记录一下对kobe职业生涯数据的数据预处理过程,对kobe表示沉痛哀悼,永远的神…
import numpy as np
import pandas as pd
import matplotlib.pyplot as plt
%matplotlib inline
from sklearn.ensemble import RandomForestClassifier
from sklearn.model_selection import KFold
# import data
filename= "data.csv"
raw = pd.read_csv(filename)
print (raw.shape)
raw.head()
#raw.tail()
数据集里面有缺失值,这里用的方法是直接将此行删除
# 5000 for test 去掉5000个缺失值
kobe = raw[pd.notnull(raw['shot_made_flag'])] #保留值不为NaN的列 按shot_made_flag选
#plt.subplot(211) first is raw second Column
alpha = 0.03 #透明程度
plt.figure(figsize=(10,10)) #先画一个10*10的块
# loc_x and loc_y
plt.subplot(121) #1行2列第1个
plt.scatter(kobe.loc_x, kobe.loc_y, color='R', alpha=alpha)
plt.title('loc_x and loc_y')
# lat and lon
plt.subplot(122) #1行2列第2个
plt.scatter(kobe.lon, kobe.lat, color='B', alpha=alpha)
plt.title('lat and lon')
x、y直角坐标转化为极坐标
#xy的极坐标表示
raw['dist'] = np.sqrt(raw['loc_x']**2 + raw['loc_y']**2)
loc_x_zero = raw['loc_x'] == 0
#print (loc_x_zero)
raw['angle'] = np.array([0]*len(raw))
raw['angle'][~loc_x_zero] = np.arctan(raw['loc_y'][~loc_x_zero] / raw['loc_x'][~loc_x_zero])
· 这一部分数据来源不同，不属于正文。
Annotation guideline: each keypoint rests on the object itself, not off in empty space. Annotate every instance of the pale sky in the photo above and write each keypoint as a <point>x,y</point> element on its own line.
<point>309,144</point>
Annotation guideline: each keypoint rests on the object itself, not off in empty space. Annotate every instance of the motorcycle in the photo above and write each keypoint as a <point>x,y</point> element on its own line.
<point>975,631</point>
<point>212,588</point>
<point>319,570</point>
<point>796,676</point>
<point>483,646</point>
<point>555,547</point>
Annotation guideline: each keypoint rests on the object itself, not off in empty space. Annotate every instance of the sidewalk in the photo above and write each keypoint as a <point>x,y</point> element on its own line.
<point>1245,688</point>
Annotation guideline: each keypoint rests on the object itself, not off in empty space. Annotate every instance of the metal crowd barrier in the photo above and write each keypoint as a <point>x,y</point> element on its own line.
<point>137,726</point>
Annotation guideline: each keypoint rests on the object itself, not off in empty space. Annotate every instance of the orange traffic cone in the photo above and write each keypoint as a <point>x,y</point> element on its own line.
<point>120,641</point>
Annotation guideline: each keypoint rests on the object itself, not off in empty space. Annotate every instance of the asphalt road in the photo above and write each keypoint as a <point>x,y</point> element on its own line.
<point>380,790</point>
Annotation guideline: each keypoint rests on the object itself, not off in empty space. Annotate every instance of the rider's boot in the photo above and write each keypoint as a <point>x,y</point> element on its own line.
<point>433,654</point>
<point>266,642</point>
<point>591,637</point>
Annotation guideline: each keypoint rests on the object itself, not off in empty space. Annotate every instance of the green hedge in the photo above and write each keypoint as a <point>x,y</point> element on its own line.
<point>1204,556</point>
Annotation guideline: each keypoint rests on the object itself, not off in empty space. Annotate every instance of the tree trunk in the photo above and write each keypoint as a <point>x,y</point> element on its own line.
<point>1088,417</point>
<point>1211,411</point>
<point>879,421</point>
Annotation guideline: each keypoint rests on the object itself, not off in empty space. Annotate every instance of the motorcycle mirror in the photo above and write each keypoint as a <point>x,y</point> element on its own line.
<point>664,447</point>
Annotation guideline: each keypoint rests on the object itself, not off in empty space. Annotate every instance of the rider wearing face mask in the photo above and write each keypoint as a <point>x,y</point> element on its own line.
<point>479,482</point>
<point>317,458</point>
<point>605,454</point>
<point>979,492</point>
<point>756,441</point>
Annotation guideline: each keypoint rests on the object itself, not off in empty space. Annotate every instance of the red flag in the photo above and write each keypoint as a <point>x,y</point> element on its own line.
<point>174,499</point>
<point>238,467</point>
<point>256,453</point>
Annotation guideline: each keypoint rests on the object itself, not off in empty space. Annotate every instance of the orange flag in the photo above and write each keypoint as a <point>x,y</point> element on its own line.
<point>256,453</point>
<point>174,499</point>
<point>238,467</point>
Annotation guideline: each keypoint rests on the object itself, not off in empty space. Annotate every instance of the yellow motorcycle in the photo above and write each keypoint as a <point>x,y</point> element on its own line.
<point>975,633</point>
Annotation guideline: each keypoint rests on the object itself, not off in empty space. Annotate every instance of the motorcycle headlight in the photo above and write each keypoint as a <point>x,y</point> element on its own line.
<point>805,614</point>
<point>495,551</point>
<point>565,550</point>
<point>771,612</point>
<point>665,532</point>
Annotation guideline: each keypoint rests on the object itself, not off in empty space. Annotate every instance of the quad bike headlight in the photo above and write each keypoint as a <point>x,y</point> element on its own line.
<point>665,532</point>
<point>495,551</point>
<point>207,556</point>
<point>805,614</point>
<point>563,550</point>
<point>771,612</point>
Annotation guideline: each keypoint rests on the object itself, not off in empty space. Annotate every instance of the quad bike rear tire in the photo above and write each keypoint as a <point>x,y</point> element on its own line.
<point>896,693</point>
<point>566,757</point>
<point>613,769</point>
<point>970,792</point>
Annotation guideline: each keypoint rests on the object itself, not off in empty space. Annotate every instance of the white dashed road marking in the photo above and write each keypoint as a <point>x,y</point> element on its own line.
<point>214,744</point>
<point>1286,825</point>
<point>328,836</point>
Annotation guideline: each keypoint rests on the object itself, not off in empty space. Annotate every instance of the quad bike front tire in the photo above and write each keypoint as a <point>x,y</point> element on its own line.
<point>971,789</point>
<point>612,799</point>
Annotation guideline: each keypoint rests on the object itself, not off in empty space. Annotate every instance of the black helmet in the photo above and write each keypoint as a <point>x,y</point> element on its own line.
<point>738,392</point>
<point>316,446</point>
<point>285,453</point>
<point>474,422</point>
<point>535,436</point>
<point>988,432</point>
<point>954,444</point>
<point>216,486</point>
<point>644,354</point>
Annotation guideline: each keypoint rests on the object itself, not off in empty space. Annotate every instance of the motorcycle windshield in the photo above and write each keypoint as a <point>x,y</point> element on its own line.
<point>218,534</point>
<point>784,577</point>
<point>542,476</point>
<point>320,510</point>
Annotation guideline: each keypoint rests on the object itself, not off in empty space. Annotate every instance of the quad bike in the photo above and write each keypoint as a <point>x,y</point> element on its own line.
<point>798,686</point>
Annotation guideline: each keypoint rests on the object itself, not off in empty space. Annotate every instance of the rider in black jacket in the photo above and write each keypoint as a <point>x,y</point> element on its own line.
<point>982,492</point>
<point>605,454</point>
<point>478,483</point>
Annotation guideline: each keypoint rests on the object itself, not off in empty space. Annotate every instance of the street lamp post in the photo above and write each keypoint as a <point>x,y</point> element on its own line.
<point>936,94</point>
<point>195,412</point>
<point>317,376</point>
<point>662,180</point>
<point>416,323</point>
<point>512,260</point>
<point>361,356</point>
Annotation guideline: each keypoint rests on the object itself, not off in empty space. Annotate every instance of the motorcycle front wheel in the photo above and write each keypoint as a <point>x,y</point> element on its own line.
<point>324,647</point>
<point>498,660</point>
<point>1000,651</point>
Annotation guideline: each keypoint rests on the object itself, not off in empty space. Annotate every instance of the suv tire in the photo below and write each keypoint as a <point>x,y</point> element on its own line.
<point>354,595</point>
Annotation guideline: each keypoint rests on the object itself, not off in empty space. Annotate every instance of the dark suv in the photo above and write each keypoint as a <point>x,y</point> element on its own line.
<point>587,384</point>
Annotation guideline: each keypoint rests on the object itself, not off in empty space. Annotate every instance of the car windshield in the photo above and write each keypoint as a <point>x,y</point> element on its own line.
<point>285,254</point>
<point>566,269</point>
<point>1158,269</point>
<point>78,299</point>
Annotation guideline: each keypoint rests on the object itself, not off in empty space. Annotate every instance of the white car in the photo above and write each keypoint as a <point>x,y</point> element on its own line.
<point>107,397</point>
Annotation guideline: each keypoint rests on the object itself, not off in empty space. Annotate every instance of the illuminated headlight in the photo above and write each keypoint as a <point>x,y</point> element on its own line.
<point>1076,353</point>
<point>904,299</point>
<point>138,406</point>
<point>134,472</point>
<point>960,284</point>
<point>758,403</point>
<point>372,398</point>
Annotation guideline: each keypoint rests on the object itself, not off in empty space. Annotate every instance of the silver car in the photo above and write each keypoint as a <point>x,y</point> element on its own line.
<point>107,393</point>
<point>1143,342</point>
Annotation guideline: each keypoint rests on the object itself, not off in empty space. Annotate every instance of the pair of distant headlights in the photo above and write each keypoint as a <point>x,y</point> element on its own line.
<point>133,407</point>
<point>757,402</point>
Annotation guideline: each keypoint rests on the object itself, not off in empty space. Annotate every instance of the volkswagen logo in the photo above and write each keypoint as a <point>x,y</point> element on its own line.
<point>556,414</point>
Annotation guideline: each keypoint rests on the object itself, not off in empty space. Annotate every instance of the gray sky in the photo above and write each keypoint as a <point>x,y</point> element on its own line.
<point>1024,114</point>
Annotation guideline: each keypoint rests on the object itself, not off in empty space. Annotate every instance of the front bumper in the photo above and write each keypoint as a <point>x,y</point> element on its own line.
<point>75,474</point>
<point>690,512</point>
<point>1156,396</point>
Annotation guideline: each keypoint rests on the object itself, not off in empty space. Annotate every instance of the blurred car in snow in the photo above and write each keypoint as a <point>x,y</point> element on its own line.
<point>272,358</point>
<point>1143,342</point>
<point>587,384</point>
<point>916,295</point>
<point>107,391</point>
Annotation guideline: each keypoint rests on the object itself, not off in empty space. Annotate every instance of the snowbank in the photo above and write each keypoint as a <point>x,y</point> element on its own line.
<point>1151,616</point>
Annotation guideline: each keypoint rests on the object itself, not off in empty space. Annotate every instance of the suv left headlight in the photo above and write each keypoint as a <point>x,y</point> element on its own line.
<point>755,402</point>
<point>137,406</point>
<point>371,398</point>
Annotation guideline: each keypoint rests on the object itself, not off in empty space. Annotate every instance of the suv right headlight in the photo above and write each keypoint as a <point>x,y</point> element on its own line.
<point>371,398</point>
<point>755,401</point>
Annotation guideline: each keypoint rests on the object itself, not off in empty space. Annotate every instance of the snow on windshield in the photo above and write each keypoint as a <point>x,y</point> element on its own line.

raw['angle'][loc_x_zero] = np.pi / 2
#合并两列
raw['remaining_time'] = raw['minutes_remaining'] * 60 + raw['seconds_remaining'] #将剩余分钟化成秒加上
#将列中不同的打出来
print(kobe.action_type.unique())
print(kobe.combined_shot_type.unique())
print(kobe.shot_type.unique())
#将不同类别出现的次数打出来
print(kobe.shot_type.value_counts())
[‘Jump Shot’ ‘Driving Dunk Shot’ ‘Layup Shot’ ‘Running Jump Shot’
‘Reverse Dunk Shot’ ‘Slam Dunk Shot’ ‘Driving Layup Shot’
‘Turnaround Jump Shot’ ‘Reverse Layup Shot’ ‘Tip Shot’
‘Running Hook Shot’ ‘Alley Oop Dunk Shot’ ‘Dunk Shot’
‘Alley Oop Layup shot’ ‘Running Dunk Shot’ ‘Driving Finger Roll Shot’
‘Running Layup Shot’ ‘Finger Roll Shot’ ‘Fadeaway Jump Shot’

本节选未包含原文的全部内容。